08 February 2026, 04:03

Drei illegale Häuser spalten Wolfratshausens Stadtrat – Entscheidung steht bevor

Ein abgerissenes Gebäude mit Graffiti, umgeben von Schutt einschließlich Ziegelsteinen und Holzstücken, mit Bäumen und einem klaren Himmel im Hintergrund.
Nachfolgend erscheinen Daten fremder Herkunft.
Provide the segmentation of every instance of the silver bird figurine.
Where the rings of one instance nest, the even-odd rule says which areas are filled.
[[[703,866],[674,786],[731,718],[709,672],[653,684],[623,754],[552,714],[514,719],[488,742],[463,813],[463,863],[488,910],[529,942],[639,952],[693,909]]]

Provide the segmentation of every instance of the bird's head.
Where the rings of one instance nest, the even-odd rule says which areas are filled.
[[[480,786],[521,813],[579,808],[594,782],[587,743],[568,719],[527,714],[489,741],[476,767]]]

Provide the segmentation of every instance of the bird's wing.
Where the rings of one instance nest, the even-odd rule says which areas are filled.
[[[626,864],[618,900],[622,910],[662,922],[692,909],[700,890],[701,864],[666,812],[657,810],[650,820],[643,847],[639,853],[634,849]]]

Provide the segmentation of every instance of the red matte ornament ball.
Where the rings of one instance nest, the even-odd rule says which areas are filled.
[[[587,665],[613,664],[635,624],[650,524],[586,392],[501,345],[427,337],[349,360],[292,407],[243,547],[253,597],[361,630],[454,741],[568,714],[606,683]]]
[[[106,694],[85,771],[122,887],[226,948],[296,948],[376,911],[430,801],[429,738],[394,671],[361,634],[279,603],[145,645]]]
Drei illegale Häuser spalten Wolfratshausens Stadtrat – Entscheidung steht bevor

Ein Streit um drei Häuser in Wolfratshausen spaltet den örtlichen Stadtrat. Der Fall, der rechtliche Bedenken und Wohnungsbaupolitik betrifft, erreichte nach einer hitzigen Debatte einen Wendepunkt. Eine endgültige Entscheidung soll nun in der nächsten Stadtratssitzung am 24. Februar fallen.

Die Stadt, bekannt durch ihre Rolle in der Fernsehserie Hubert und/ohne Staller, stand bereits früher vor ähnlichen Problemen – besonders prominent bei den umstrittenen Bauten am Isarspitz.

Der Grundstückseigentümer hatte die drei Häuser ohne die erforderliche Genehmigung errichtet. Trotz mehrfacher Anträge verweigerte die Stadt die kommunale Zustimmung. Nun berufen sich die Eigentümer auf das sogenannte "Bauturbo"-Gesetz, das Abweichungen von den üblichen Planungsvorschriften ermöglicht, um neuen Wohnraum zu schaffen.

In der jüngsten Ratssitzung betonte Richard Kugler von der Wolfratshausener Liste, dass die Kommune sich an Landes- und Bundesrecht halten müsse. Gleichzeitig schlugen die Grünen vor, die Häuser im Rahmen eines städtebaulichen Vertrags zu belassen – inklusive Nutzungsrechten und Mietpreisbremse. Doch der Stadtbeamte Sebastian Sens hinterfragte die Rechtmäßigkeit dieses Vorgehens und verwies auf die Weigerung des Eigentümers, einen solchen Vertrag zu unterzeichnen.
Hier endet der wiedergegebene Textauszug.